Ein Wachstumsmarkt ist auch der Telekommunikations-Bereich. Gab es in der alten Bundesrepublik Anfang 1989 pro 100 Einwohner etwa 46 Telefon-Hauptanschlüsse, so liegt die Anzahl bei den östlichen Nachbarn weit darunter. Rund acht Anschlüsse wurden in Polen und Ungarn gezählt, während das tschechische Netz mit knapp 14 Anschlüssen pro 100 Einwohner etwas besser ausgebaut war. In Polen mußten Interessenten bis zu 15 Jahre auf einen Telefonanschluß warten.

Die Diebold-Studie kommt zu dem Schluß, daß westliche Investitionsgüter-Hersteller kräftig an der Entwicklung in Osteuropa verdienen werden. Diese Unternehmen profitieren von der Zwangslage der Ostbetriebe, die ihre vorhandenen Produktionsanlagen modernisieren und internationalen Maßstäben anpassen müssen. Zudem stehen diese Länder vor der Aufgabe, die Verkehrs- und Kommunikationsstrukturen auszubauen und die Energiewirtschaft voranzutreiben. Gute Geschäfte versprechen auch der entstehende Dienstleistungssektor und der Umweltschutz.

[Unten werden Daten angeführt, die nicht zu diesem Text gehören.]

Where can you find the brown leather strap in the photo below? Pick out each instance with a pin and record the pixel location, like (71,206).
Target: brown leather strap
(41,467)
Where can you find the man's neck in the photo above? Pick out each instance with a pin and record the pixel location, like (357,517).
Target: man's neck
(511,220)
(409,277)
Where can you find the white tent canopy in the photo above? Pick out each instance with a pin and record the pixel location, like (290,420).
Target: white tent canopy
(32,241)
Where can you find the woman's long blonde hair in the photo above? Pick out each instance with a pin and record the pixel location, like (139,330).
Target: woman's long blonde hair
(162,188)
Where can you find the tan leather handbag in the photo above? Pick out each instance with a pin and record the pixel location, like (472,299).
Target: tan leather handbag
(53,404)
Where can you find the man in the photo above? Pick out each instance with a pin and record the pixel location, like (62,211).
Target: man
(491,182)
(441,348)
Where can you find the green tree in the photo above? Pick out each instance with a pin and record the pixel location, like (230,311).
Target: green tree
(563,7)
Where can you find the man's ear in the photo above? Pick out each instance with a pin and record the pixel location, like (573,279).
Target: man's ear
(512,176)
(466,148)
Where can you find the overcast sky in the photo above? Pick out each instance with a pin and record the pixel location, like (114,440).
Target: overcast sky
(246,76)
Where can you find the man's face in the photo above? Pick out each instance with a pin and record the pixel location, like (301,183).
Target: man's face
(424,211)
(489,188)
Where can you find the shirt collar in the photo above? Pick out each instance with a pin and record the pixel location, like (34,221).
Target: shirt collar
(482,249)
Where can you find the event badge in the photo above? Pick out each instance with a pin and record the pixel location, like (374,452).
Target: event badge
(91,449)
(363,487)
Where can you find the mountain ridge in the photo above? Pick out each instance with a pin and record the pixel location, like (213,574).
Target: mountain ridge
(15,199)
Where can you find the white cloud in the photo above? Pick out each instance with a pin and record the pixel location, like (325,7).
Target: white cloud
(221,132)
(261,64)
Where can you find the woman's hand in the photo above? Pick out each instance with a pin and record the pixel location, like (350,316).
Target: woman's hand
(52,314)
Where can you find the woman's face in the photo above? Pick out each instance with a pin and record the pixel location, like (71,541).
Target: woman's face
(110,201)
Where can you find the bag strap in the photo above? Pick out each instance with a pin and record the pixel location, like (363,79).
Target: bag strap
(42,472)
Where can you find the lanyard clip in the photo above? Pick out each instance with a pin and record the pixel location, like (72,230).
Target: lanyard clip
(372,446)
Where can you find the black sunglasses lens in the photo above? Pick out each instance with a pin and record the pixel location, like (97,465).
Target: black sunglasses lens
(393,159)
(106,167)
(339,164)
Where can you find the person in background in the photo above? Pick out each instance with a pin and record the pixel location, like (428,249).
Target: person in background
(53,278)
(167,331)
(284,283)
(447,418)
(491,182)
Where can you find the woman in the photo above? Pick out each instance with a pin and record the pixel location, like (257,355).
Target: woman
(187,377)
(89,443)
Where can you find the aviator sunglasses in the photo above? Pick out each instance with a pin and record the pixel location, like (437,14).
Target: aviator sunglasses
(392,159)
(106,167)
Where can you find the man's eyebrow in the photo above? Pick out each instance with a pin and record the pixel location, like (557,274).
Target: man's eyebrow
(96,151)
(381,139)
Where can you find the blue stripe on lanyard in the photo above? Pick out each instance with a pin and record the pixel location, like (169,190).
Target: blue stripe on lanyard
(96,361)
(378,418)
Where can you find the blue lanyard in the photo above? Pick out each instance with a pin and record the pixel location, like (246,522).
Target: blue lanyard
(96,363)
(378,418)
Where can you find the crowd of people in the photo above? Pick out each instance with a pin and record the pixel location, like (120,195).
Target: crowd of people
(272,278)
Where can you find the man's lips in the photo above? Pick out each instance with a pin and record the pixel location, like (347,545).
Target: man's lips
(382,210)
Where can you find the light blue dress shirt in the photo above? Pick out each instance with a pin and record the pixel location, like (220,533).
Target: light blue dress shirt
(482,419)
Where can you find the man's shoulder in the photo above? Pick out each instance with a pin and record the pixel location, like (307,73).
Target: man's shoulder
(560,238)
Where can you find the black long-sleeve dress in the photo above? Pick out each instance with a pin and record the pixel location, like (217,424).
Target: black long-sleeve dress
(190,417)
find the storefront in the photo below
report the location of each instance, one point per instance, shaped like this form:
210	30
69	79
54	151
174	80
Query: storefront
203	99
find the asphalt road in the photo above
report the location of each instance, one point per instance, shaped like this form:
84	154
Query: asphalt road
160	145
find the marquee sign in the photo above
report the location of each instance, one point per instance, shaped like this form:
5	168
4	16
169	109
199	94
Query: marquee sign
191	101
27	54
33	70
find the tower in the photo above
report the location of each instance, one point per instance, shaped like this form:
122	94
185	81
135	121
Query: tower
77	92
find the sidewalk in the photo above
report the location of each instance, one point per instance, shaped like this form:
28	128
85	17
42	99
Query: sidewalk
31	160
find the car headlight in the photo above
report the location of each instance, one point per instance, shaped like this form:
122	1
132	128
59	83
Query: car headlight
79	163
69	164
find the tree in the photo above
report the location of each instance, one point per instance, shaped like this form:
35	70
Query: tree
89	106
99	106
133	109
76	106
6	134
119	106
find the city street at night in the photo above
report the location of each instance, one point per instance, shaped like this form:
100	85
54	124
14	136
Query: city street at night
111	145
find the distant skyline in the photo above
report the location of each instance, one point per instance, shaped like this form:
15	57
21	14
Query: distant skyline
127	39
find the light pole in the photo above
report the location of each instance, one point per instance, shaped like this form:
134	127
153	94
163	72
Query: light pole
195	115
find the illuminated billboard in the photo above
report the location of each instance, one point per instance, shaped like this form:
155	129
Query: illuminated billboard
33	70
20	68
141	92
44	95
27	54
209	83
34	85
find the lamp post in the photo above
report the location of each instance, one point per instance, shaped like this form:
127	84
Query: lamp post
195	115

Allerdings verschweigt Diebold auch die Risiken nicht: politische und volkswirtschaftliche Instabilität, eine schlechte Infrastruktur, mangelhafte Zahlungsdisziplin, eine "fatale" Produktions- und Industriestruktur, unklare gesetzliche Grundlagen sowie eine geringe Mobilität und Produktivität - das alles sind Faktoren, die sich kaum kalkulieren lassen.